Raffaele Iaria

giornalista e scrittore

Raffaele Iaria –

La storia di Marcinelle continua a parlare all’Europa. L’8 agosto 1956, nella miniera del Bois du Cazier, un incendio nel sistema di aerazione trasformò i livelli sotterranei in un inferno di fumo e calore. In poche ore, 262 minatori persero la vita, di cui 136 italiani: uomini giovani, spesso provenienti da province agricole del Nord e del Sud, partiti con la speranza di un futuro migliore. Quel giorno, alle 8.10, la vita di centinaia di famiglie cambiò per sempre e l’Italia fu costretta a guardare in faccia la realtà della propria emigrazione, fatta di sacrifici, di lavoro duro, di speranze e di dolore.

Marcinelle non è soltanto una tragedia: è uno specchio della storia nazionale. Come ha ricordato lo storico Toni Ricciardi in una mia intervista per l’agenzia SIR, l’Italia del dopoguerra si è costruita anche grazie ai suoi emigranti. L’accordo del 23 giugno 1946 con il Belgio – “uomini in cambio di carbone” – fu uno dei pilastri della neonata Repubblica, rivelando continuità con politiche migratorie precedenti e mostrando le contraddizioni di un Paese che, per sostenere la propria crescita, inviava braccia all’estero. Marcinelle diventa così un luogo della memoria italiana ed europea, capace di interrogare il presente: cosa significa oggi costruire società fondate sul lavoro? Quale responsabilità abbiamo verso chi migra per necessità?

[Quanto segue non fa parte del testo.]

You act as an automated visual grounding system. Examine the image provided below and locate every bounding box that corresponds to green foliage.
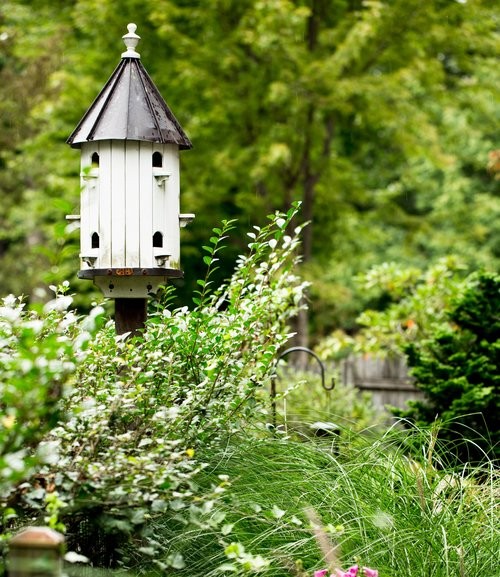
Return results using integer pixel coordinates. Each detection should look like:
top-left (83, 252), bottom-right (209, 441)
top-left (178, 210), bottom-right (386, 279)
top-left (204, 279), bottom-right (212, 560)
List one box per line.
top-left (142, 427), bottom-right (499, 577)
top-left (0, 286), bottom-right (102, 526)
top-left (276, 368), bottom-right (383, 441)
top-left (0, 0), bottom-right (500, 336)
top-left (317, 257), bottom-right (466, 360)
top-left (17, 209), bottom-right (304, 567)
top-left (402, 272), bottom-right (500, 462)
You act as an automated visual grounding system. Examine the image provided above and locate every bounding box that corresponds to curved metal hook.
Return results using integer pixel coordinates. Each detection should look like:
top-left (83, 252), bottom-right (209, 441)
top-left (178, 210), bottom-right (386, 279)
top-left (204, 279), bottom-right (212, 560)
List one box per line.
top-left (278, 346), bottom-right (335, 391)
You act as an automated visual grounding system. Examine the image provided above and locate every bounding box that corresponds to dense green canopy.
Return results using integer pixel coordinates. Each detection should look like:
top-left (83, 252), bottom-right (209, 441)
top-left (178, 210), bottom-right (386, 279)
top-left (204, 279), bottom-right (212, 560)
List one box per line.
top-left (0, 0), bottom-right (500, 335)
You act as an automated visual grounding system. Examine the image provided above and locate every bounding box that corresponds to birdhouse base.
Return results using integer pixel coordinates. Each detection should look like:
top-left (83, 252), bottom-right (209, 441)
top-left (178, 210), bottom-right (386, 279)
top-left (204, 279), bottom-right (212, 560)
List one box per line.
top-left (78, 268), bottom-right (183, 299)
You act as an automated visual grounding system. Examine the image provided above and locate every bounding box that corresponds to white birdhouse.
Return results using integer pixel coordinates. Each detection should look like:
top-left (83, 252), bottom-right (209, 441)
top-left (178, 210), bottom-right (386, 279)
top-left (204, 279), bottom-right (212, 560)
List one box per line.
top-left (67, 24), bottom-right (194, 299)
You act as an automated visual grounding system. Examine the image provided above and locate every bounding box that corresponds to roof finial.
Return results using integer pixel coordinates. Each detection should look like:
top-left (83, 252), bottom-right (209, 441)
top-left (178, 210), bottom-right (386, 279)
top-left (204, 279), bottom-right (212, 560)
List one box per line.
top-left (122, 23), bottom-right (141, 58)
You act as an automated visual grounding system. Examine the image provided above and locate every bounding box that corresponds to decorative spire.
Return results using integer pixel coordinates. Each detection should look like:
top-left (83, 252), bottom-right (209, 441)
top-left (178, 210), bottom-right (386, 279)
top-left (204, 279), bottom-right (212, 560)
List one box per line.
top-left (122, 23), bottom-right (141, 58)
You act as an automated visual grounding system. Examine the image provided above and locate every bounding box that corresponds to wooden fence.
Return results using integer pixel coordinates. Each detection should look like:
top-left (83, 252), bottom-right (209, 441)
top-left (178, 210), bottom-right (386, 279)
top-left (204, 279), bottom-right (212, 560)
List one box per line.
top-left (337, 356), bottom-right (423, 410)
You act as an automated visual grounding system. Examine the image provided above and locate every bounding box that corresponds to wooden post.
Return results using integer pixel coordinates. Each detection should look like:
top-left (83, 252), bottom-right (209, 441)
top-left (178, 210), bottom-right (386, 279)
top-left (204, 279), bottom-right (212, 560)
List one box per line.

Negli anni, la tragedia è diventata un riferimento condiviso. L’Italia celebra ogni 8 agosto la Giornata del sacrificio del lavoro italiano nel mondo, istituita nel 2001 proprio per ricordare Marcinelle. E la dimensione europea si è rafforzata: la Commissione UE ha proposto di istituire una Giornata europea delle vittime del lavoro, da celebrare proprio l’8 agosto. Don Claudio Visconti, impegnato nella pastorale degli italiani a Bruxelles, in un mio articolo per il SIR ha sottolineato come quel dramma abbia cambiato lo sguardo dei belgi sugli italiani: prima erano semplici braccia, dopo Marcinelle furono riconosciuti come persone. La memoria, dunque, non è solo commemorazione: è un ponte che unisce popoli, un richiamo alla dignità del lavoro e alla sicurezza per ogni lavoratore.

1956 – strage di minatori italiani a Marcinelle (Belgio)

La voce dei minatori, raccolta negli anni da figure come mons. Giovanni Battista Bettoni, racconta un mondo che non esiste più ma che continua a interrogare. Il lavoro in miniera era una condizione esistenziale: laggiù si diventava un corpo solo, il nero della polvere cancellava le differenze e lasciava visibili solo i denti bianchi. In quella oscurità nasceva una fraternità fatta di cura reciproca e consapevolezza che la vita dell’altro dipendeva anche da te. Molti minatori, negli anni successivi hanno pagato il prezzo della silicosi: camminavano lentamente, come se ogni passo fosse un debito pagato alla polvere respirata per decenni. Accanto a loro, un ruolo decisivo lo ebbero le Missioni cattoliche italiane, luoghi di fede e di sostegno sociale, linguistico, culturale: vere case per chi aveva lasciato tutto.

La commemorazione annuale al Bois du Cazier mantiene viva questa memoria. I 262 rintocchi della campana Maria Mater Orphanorum, la preghiera interreligiosa, la deposizione dei fiori: gesti che ricordano come il bilancio di Marcinelle abbia listato a lutto 32 province italiane, da Agrigento a Udine, da Avellino a Bergamo. Alcuni corpi non furono mai ritrovati, come quello di Attilio Dassogno, originario di Berbenno. La tragedia è diventata un simbolo del sacrificio dei lavoratori italiani all’estero e un monito per le istituzioni: la sicurezza sul lavoro non è mai un tema del passato.

Oggi Marcinelle è un luogo della memoria e un richiamo alla responsabilità. In un’Europa che discute di migrazioni, lavoro, diritti e sicurezza, la tragedia del 1956 ricorda che ogni vita vale più del carbone, più del profitto, più delle logiche economiche. Ricorda che la storia dell’Italia è anche storia di emigrazione, di sacrifici, di speranze. Ricorda che la dignità del lavoro è un valore non negoziabile. E ricorda che la memoria, quando è viva, può diventare un motore di cambiamento.